A toy calculator parsing project using the PEGTL.
This is an experiment in error recovery techniques with the PEGTL.
The basic notion is the classes: recover, expected and missing in the "grammar" namespace, (grammar.h)
Consider the following PEG
expression ← unary_adding_operator? term (binary_adding_operator term)*
If there is a binary_adding_operator
, then there must be a term
, so if
it's not there, we want to recover from that, and act like we saw the
term anyway. So, wrap term with recover, like this:
struct expression : seq<
opt<unary_adding_operator>,
seq<
term,
star<
binary_adding_operator,
recover<term, success>
>
>
> { };
The recover parsing rule tries to parse a term, but if that fails, then
it will call expected<term, success>
, which in turn will call
missing<term>
, and skipping<success>
. (I'm not quite happy with these
names, this is still experimental.)
The user can add an action for missing<R>
to supply an interesting,
(possibly helpful), error message. Class skipping
is used for error
recovery and can skip input until a recoverable state has been found.

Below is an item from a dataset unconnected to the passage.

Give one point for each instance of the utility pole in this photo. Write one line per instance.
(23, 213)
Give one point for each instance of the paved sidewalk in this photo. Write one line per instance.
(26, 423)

This will probably have to be modified to allow for state changes and
a set of terminating rules. For now, it will skip until the given
rule, (in this case success
), or until end of line or end of file.
The idea being that sometimes we might want to skip until we see an appropriate terminating token, but sometimes we just want to act like the thing we wanted was there anyway, and skip nothing.
I've added a recognizer
class which simply decodes what was recognized
from the input.
First, a parse of a correct input:
$ ./main 'a;'
a;:1:0(0): *** Recognized a grammar::identifier: a
a;:1:0(0): *** Recognized a grammar::factor: a
a;:1:0(0): *** Recognized a grammar::term: a
a;:1:0(0): *** Recognized a grammar::expression: a
a;:1:1(1): *** Recognized a grammar::SEMI: ;
a;:1:0(0): *** Recognized a grammar::statement: a;
Good parse
Now, let's forget the semicolon:
./main 'a'
a:1:0(0): *** Recognized a grammar::identifier: a
a:1:0(0): *** Recognized a grammar::factor: a
a:1:0(0): *** Recognized a grammar::term: a
a:1:0(0): *** Recognized a grammar::expression: a
a:1:1(1): expected a semicolon
a:1:0(0): *** Recognized a grammar::statement: a
Bad parse
Now, let's forget a term:
./main 'a+;'
a+;:1:0(0): *** Recognized a grammar::identifier: a
a+;:1:0(0): *** Recognized a grammar::factor: a
a+;:1:0(0): *** Recognized a grammar::term: a
a+;:1:1(1): *** Recognized a grammar::binary_adding_operator: +
a+;:1:2(2): expected a term
a+;:1:0(0): *** Recognized a grammar::expression: a+
a+;:1:2(2): *** Recognized a grammar::SEMI: ;
a+;:1:0(0): *** Recognized a grammar::statement: a+;
Bad parse
With proper state information, (perhaps an AST), then we could correctly identify the "statement" above as something like:
a+;:1:0(0): *** Recognized a grammar::statement: a+<error_missing_operand>;
But that's an exercise for another time. :)
The recognizer has been commented out. Now a full parse-tree is created, and then printed out after the parse. Just for fun, I've also added a reconstructer which reconstructs the original input.
New sample runs look like this:
$ ./main '(a+b) * (c-d);'
Good parse
----- Parse tree -------
0: statement_list
1: statement, expression: 6
6: binary_op: *, operands: 2 7
2: parend_expr, expression: 4
4: binary_op: +, operands: 3 5
3: identifier: a
5: identifier: b
7: parend_expr, expression: 9
9: binary_op: -, operands: 8 10
8: identifier: c
10: identifier: d
----- Reconstruction ----
(a + b) * (c - d);
And with an error in the input stream:
$ ./main '(a +) *5;'
(a +) *5;:1:4(4): expected a term
(a +) *5;
^
Bad parse, 1 errors found.
----- Parse tree -------
0: statement_list
1: statement, expression: 6
6: binary_op: *, operands: 2 7
2: parend_expr, expression: 4
4: binary_op: +, operands: 3 5
3: identifier: a
5: error, children:
7: numeric_literal: 5
----- Reconstruction ----
(a + {error}) * 5;
Note the insertion of an "error" node in the AST.